Et si nous ne regardions pas à côté de notre pays, mais au-dessus ? Qu’en est-il au niveau européen ? M. Snijders se réfère à un arrêt de la Cour européenne de 2017. Cet arrêt de la Cour européenne stipulait que les employeurs avaient le droit d’interdire les expressions religieuses visibles sur le lieu de travail. En 2021, toutefois, la Cour a défini des exigences supplémentaires. Une entreprise peut adopter une politique de neutralité, à condition qu’elle soit sérieusement étayée par un objectif légitime. La neutralité ne peut être utilisée à mauvais escient pour restreindre la liberté de religion. Cela signifie qu’il incombe à l’employeur de prouver qu’il serait réellement préjudiciable pour une entreprise d’embaucher une employée portant un foulard.
Ainsi, la liberté de religion fait l’objet d’un cadre en Belgique et en Europe qui devrait également protéger les femmes qui portent le foulard. La Convention européenne des droits de l’homme stipule que vous devez avoir la liberté d’exprimer vos croyances ou votre religion. Il s’agit donc d’un droit de l’homme. L’affaire de la STIB montre que l’interdiction du foulard n’est pas seulement une discrimination fondée sur la religion, mais aussi sur le sexe », a expliqué Mme Snijders.

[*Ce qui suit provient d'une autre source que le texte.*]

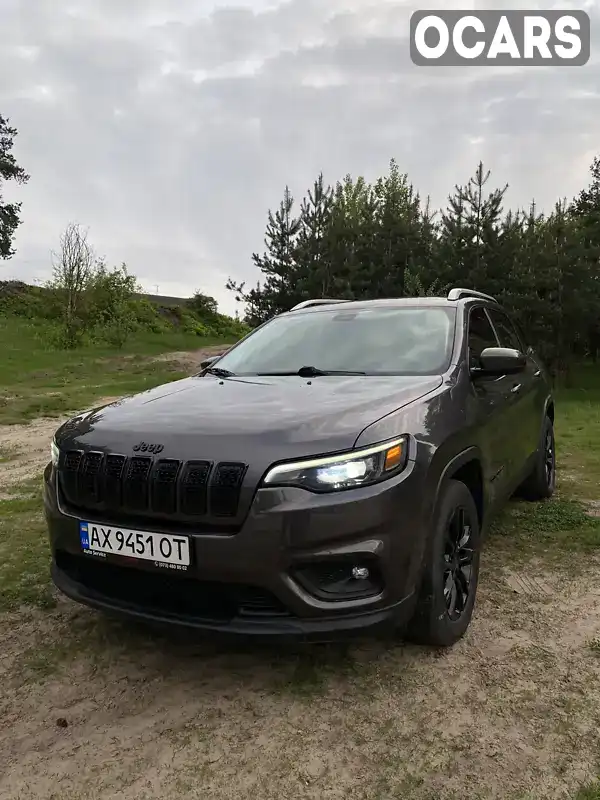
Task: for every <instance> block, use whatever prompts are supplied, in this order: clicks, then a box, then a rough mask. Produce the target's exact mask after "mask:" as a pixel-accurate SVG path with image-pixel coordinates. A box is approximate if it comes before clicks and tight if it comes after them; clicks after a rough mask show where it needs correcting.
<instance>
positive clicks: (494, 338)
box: [469, 306, 498, 367]
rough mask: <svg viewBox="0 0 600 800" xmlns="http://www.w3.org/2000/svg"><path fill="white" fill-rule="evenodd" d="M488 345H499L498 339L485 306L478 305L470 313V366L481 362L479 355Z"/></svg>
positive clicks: (469, 330)
mask: <svg viewBox="0 0 600 800" xmlns="http://www.w3.org/2000/svg"><path fill="white" fill-rule="evenodd" d="M486 347H498V340H497V339H496V334H495V333H494V329H493V328H492V326H491V324H490V321H489V319H488V316H487V314H486V313H485V309H484V308H483V306H476V307H475V308H473V309H471V313H470V314H469V366H470V367H476V366H478V364H479V356H480V355H481V353H482V351H483V350H485V348H486Z"/></svg>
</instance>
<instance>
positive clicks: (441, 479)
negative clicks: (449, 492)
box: [432, 446, 488, 529]
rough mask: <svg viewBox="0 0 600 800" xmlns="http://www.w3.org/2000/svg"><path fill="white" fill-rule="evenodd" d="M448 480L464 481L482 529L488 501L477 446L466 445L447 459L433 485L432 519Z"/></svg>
mask: <svg viewBox="0 0 600 800" xmlns="http://www.w3.org/2000/svg"><path fill="white" fill-rule="evenodd" d="M449 480H458V481H460V482H461V483H464V484H465V486H466V487H467V489H468V490H469V491H470V492H471V495H472V497H473V500H474V501H475V506H476V508H477V516H478V518H479V525H480V528H481V529H482V528H483V525H484V521H485V519H486V516H487V507H488V503H487V497H486V490H485V481H484V471H483V464H482V458H481V452H480V450H479V448H478V447H474V446H473V447H468V448H467V449H466V450H463V451H462V452H460V453H457V454H456V455H455V456H454V457H453V458H451V459H450V461H448V463H447V464H446V466H445V467H444V468H443V470H442V471H441V473H440V475H439V478H438V480H437V484H436V487H435V496H434V502H433V504H432V519H433V518H434V517H435V513H436V510H437V508H438V506H439V502H440V497H441V493H442V490H443V487H444V484H445V483H447V481H449Z"/></svg>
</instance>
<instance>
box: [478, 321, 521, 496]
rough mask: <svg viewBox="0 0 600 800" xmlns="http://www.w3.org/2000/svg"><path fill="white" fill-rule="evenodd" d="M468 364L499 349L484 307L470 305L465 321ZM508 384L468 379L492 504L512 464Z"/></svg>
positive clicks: (510, 403) (499, 379)
mask: <svg viewBox="0 0 600 800" xmlns="http://www.w3.org/2000/svg"><path fill="white" fill-rule="evenodd" d="M467 337H468V360H469V361H468V363H469V367H477V366H479V357H480V355H481V352H482V351H483V350H485V348H486V347H499V343H498V338H497V336H496V332H495V330H494V328H493V326H492V324H491V322H490V319H489V317H488V315H487V312H486V309H485V308H484V306H482V305H481V306H479V305H476V306H472V307H471V309H470V310H469V318H468V328H467ZM511 388H512V383H511V382H510V380H509V379H508V377H507V376H506V375H504V376H500V377H498V378H496V377H483V376H481V377H478V378H476V379H475V380H471V396H470V398H469V405H470V409H469V418H470V420H471V422H472V424H473V425H474V426H475V428H476V432H477V438H478V440H479V446H480V448H481V451H482V455H483V459H484V462H485V473H486V479H487V482H488V487H487V488H488V491H489V495H490V498H491V500H492V502H495V501H496V499H498V498H500V497H502V496H504V494H505V493H506V492H507V491H508V486H509V482H510V476H511V474H512V472H513V470H514V467H513V464H512V450H511V444H512V438H513V437H512V433H511V427H512V425H513V424H514V420H513V419H512V418H511V416H512V406H513V402H512V401H513V396H512V394H511V391H510V390H511Z"/></svg>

Auparavant, ces femmes pouvaient s’adresser à l’UNIA, mais il existe désormais l’Institut flamand des droits de l’homme (VMRI). C’est là que vous pouvez déposer une plainte et que l’on tentera une médiation. En cas d’échec, la plainte peut être transmise à la salle des litiges, qui décidera s’il y a eu discrimination ».
Selon M. Snijders, que peuvent donc faire les femmes portant le foulard pour exercer ces droits ? Et s’il y a quand même une discrimination ? Auparavant, ces femmes pouvaient s’adresser à l’UNIA, mais il existe désormais l’Institut flamand des droits de l’homme (VMRI). Si cela ne donne rien, la plainte peut être transmise à la chambre des litiges, qui décide s’il y a discrimination ou non. Il ne s’agit pas d’une décision contraignante et vous pouvez toujours intenter une action en justice si vous n’êtes pas d’accord avec la commission d’arbitrage. Vous pouvez intenter une action en justice au niveau belge, mais aussi, en fin de compte, au niveau européen. Contrairement à UNIA, il se peut que l’IGRVM ne soutienne pas ces actions en justice.
L’interdiction du foulard est toujours discriminatoire.
Outre le cadre juridique, il s’agit bien sûr aussi de créer un environnement de travail inclusif pour les femmes qui veulent simplement faire leur travail et être elles-mêmes dans ce processus. M. Snijders souligne qu’une interdiction du foulard est toujours discriminatoire et n’a donc pas sa place dans une entreprise qui veut se présenter comme inclusive.
Une interdiction du foulard (interdiction des signes religieux) est toujours discriminatoire. Une entreprise qui autoriserait le port du foulard dans ses locaux dirait à ses employés : « Nous préférerions ne pas vous voir ». Ce n’est pas une acceptation totale et cela ne crée pas un environnement de travail agréable et inclusif ».
Il existe également des organisations et des entreprises qui autorisent le port du foulard, mais les femmes qui portent le foulard sont encore confrontées à beaucoup de racisme et d’islamophobie sur le lieu de travail. Les employeurs ne doivent pas se contenter d’autoriser le port du foulard, ils doivent aussi veiller activement à ce que l’environnement de travail soit inclusif et strict en matière de discrimination ».